Over the last ten years, companies in all fields have invested heavily in IT services in the hope that this would give them a competitive edge. However, the introduction of new technologies always comes with risks attached, including attacks by hackers and breaches of data privacy.
As such events can do heavy damage to any company, technology risk management and an understanding of the significance of IT audits is becoming increasingly vital. Precedence should be given to the following fields
- IT organization, IT environment and IT strategy
- IT operations
- Access control
- Change management
Internal IT security check
We check how well your IT systems are equipped to defend the company against current threats and provide you with answers to questions, such as:
Are there any liability risks due to a lack of IT security that could be avoided? How secure is my own core data and the data of my customers? Am I protected against industrial espionage? What happens when my laptop is stolen or lost? Am I protected against data theft by employees?
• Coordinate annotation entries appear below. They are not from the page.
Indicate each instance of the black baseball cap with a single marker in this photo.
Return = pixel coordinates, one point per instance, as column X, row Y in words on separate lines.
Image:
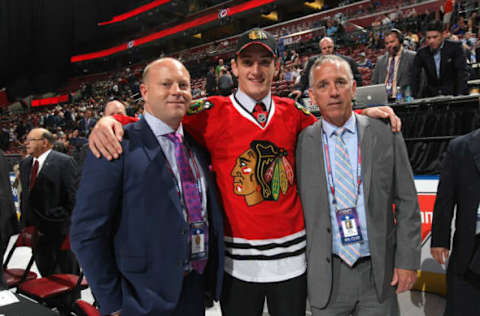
column 257, row 36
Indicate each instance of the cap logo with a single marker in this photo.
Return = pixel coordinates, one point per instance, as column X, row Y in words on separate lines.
column 257, row 35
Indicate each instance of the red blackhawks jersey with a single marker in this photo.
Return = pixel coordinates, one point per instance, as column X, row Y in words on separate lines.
column 264, row 229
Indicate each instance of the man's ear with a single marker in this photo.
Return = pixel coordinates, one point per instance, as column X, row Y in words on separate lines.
column 277, row 66
column 143, row 91
column 234, row 67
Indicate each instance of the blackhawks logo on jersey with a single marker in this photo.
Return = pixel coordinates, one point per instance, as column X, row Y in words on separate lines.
column 302, row 108
column 262, row 173
column 199, row 106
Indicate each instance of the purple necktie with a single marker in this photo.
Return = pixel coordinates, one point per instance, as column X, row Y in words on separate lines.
column 191, row 194
column 391, row 70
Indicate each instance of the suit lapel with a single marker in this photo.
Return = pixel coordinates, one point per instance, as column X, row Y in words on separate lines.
column 27, row 172
column 366, row 149
column 45, row 166
column 431, row 65
column 443, row 59
column 474, row 146
column 317, row 158
column 160, row 163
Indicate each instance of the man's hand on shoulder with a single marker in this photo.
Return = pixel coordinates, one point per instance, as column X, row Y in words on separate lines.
column 404, row 279
column 384, row 112
column 440, row 254
column 104, row 140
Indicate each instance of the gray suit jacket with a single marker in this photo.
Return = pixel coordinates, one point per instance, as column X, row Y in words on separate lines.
column 403, row 75
column 387, row 178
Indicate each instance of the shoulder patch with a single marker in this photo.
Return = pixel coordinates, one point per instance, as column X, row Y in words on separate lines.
column 302, row 108
column 199, row 106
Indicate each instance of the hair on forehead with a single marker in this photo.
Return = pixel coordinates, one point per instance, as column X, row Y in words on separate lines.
column 161, row 61
column 326, row 39
column 333, row 59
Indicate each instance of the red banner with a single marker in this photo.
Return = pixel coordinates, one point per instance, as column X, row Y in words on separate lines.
column 50, row 101
column 246, row 6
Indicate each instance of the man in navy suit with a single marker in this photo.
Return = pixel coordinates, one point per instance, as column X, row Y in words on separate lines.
column 48, row 182
column 444, row 64
column 459, row 189
column 142, row 248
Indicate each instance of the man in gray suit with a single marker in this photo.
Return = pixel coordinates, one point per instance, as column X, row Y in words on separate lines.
column 350, row 171
column 393, row 68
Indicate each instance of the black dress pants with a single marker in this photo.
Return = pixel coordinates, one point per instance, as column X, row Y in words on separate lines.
column 285, row 298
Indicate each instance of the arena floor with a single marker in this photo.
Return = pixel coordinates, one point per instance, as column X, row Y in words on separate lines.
column 412, row 303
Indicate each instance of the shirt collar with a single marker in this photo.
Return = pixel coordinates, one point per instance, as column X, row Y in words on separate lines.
column 399, row 53
column 439, row 49
column 248, row 103
column 42, row 157
column 350, row 126
column 159, row 127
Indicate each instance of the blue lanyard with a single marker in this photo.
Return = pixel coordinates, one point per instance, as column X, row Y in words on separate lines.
column 330, row 173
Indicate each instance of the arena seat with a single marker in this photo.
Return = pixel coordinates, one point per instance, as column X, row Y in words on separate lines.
column 28, row 237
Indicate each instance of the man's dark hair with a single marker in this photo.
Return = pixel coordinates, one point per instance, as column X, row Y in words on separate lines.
column 435, row 25
column 49, row 137
column 397, row 33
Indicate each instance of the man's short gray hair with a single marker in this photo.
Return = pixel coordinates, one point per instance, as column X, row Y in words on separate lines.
column 334, row 59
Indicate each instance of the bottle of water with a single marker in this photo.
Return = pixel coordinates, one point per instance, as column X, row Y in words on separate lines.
column 399, row 96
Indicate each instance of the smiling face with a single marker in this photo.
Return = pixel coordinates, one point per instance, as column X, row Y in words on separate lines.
column 255, row 67
column 333, row 90
column 434, row 39
column 392, row 44
column 327, row 46
column 166, row 91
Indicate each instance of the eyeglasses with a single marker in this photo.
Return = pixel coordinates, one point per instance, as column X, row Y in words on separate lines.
column 324, row 85
column 32, row 139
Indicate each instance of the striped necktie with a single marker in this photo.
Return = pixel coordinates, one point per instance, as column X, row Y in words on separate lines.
column 345, row 193
column 191, row 194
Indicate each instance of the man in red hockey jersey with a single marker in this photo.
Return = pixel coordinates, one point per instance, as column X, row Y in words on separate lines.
column 251, row 136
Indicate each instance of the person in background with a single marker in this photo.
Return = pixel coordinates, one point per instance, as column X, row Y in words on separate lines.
column 458, row 190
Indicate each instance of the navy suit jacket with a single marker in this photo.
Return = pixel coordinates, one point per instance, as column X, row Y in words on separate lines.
column 129, row 232
column 458, row 187
column 453, row 77
column 49, row 205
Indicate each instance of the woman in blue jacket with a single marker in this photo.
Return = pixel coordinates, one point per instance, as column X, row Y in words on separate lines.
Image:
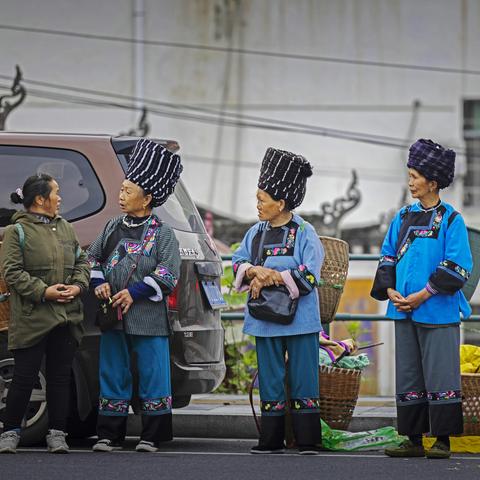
column 292, row 255
column 425, row 262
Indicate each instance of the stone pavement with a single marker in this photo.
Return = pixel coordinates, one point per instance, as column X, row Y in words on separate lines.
column 230, row 416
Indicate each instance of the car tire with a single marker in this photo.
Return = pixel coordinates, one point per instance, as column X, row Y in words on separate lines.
column 181, row 401
column 36, row 424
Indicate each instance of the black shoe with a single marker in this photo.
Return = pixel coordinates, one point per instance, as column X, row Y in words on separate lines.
column 439, row 450
column 260, row 449
column 309, row 450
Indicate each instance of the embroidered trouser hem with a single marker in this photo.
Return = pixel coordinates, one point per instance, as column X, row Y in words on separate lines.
column 155, row 428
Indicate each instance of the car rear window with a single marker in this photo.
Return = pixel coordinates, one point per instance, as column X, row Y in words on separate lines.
column 80, row 189
column 178, row 211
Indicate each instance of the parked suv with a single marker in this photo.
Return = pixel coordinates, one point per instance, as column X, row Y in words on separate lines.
column 90, row 170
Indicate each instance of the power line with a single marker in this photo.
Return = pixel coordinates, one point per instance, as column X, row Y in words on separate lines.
column 242, row 51
column 211, row 116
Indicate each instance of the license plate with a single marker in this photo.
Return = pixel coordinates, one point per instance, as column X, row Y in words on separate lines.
column 214, row 295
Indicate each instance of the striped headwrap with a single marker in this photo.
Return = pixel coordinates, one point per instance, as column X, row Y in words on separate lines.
column 432, row 161
column 283, row 176
column 155, row 169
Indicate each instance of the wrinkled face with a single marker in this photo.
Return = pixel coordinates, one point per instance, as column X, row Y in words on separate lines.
column 51, row 205
column 268, row 209
column 132, row 199
column 418, row 185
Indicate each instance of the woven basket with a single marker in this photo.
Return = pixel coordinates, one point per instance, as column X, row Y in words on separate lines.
column 471, row 403
column 332, row 277
column 339, row 389
column 4, row 306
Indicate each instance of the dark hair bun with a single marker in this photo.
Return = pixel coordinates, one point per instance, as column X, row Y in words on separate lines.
column 16, row 198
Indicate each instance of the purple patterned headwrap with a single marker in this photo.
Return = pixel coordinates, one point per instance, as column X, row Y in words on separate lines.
column 432, row 161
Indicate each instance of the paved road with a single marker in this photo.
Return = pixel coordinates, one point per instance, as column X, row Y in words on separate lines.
column 198, row 459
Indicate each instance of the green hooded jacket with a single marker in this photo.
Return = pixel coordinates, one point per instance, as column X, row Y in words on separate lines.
column 51, row 254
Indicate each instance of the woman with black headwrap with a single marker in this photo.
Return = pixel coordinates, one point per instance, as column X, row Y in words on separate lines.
column 135, row 265
column 283, row 249
column 425, row 262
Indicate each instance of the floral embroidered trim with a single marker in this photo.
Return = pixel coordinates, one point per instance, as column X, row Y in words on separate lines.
column 94, row 263
column 116, row 406
column 409, row 396
column 424, row 233
column 165, row 275
column 446, row 395
column 273, row 406
column 157, row 404
column 387, row 259
column 114, row 259
column 304, row 403
column 289, row 245
column 456, row 268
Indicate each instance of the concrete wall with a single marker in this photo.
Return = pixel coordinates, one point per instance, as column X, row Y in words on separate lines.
column 358, row 98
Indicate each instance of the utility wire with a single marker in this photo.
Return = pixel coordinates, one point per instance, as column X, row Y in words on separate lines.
column 241, row 51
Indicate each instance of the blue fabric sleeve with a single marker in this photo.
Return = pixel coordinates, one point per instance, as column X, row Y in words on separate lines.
column 452, row 273
column 385, row 276
column 141, row 290
column 243, row 254
column 307, row 274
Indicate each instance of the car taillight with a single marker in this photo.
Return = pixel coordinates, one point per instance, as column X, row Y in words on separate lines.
column 173, row 299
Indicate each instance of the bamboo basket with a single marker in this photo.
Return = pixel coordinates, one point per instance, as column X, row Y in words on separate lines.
column 471, row 403
column 332, row 277
column 339, row 388
column 5, row 305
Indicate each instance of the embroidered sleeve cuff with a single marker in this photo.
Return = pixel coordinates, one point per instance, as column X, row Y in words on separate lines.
column 158, row 297
column 240, row 285
column 97, row 274
column 290, row 284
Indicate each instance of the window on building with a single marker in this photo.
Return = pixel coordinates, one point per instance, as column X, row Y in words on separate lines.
column 471, row 133
column 80, row 189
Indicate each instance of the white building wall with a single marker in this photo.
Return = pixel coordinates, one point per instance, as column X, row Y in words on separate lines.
column 358, row 98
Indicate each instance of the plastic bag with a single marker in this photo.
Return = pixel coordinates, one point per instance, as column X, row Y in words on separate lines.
column 342, row 441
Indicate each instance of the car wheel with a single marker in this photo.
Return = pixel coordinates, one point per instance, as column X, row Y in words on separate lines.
column 181, row 401
column 35, row 423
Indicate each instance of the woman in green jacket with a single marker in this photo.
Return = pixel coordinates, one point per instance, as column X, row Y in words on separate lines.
column 46, row 271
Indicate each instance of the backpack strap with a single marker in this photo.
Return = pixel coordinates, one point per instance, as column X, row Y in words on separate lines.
column 21, row 235
column 452, row 217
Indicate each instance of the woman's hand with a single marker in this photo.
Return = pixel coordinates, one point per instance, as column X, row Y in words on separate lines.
column 398, row 300
column 124, row 299
column 414, row 300
column 103, row 291
column 59, row 293
column 255, row 287
column 266, row 276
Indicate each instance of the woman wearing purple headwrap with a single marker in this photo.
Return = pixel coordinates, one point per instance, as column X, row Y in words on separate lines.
column 425, row 262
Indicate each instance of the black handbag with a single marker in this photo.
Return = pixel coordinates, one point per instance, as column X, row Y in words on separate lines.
column 273, row 303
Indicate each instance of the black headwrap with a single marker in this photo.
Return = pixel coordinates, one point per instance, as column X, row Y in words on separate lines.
column 433, row 161
column 284, row 175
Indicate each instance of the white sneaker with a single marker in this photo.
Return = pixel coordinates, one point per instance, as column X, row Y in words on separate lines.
column 56, row 442
column 104, row 445
column 144, row 446
column 9, row 441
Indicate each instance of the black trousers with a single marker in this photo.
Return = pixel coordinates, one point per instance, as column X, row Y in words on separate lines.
column 58, row 347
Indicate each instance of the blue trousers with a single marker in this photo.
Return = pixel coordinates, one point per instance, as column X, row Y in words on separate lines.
column 303, row 380
column 116, row 389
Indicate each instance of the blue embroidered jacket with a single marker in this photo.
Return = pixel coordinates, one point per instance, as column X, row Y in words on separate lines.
column 426, row 249
column 295, row 250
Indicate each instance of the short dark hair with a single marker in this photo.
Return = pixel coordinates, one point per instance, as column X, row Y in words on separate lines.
column 35, row 185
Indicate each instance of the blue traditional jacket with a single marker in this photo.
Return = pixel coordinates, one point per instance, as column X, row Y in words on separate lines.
column 296, row 251
column 426, row 249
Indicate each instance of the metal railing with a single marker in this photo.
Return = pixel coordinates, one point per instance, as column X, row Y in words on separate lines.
column 344, row 317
You receive a summary of the results of this comprehensive IT security check that shows you the risks and any urgent need for action, including recommended improvements relating to:
- Basic security management
- User authorizations
- Network/WLAN, end device security
- Operating system security
- Scan of weak points
- Raising employee awareness
External IT security check
The most common targets of hackers are external IT systems and data networks operated by companies. As a first step, we simulate a realistic attack on your servers and applications. In the next step we identify the weaknesses and security deficits that attackers could exploit. In this way, we can reveal the back-doors to your computer systems and provide you with recommendations of how to close them.
- Risk assessment
- Full report
- Suggested solutions
Business Impact Analysis (BIA)
A BIA identifies the impact that any disruption to your critical business functions could have on your operation.
How well do your critical business processes and resources function in terms of ensuring confidentiality, availability and data integrity? What interdependencies exist between systems, business processes and departments? How fast must critical information systems and processes be restored before a significant loss is incurred (financial loss, loss of image)?
Select the business processes and organizational unit
Analyze potential losses
Define recovery parameters
Prioritize business processes on the basis of their criticality
Identify resources for normal and emergency operation
Assign criticality and recovery time objectives for resources
Our experts will help work through your IT audit agenda – from individual IT systems and process audits through to a full-scale IT audit. We will draw up an IT audit plan, conduct the necessary audit procedures and set up an internal IT audit database for sustainable operation.
Within the course of ISAE 3402 audits (SOC1/SOC2), our experts review whether your service organization system is compliant with the standards issued by the Institute of Austrian Certified Public Accountants and the contents of ISAE 3402 regarding:
- Services rendered that are covered by the definition of your service organization system
- Drafting a description of your service organization system and the accompanying management’s written representations that the description is complete and accurate
- Presentation of the functions that are covered by the description of your service organization system and
- Defining and identifying control objectives
- Designing, creating and determining the operating effectiveness of the controls needed to reach the defined control objectives – taking account of risk aspects
- Selecting and defining suitable assessment criteria to be used as a basis for the management’s written representations.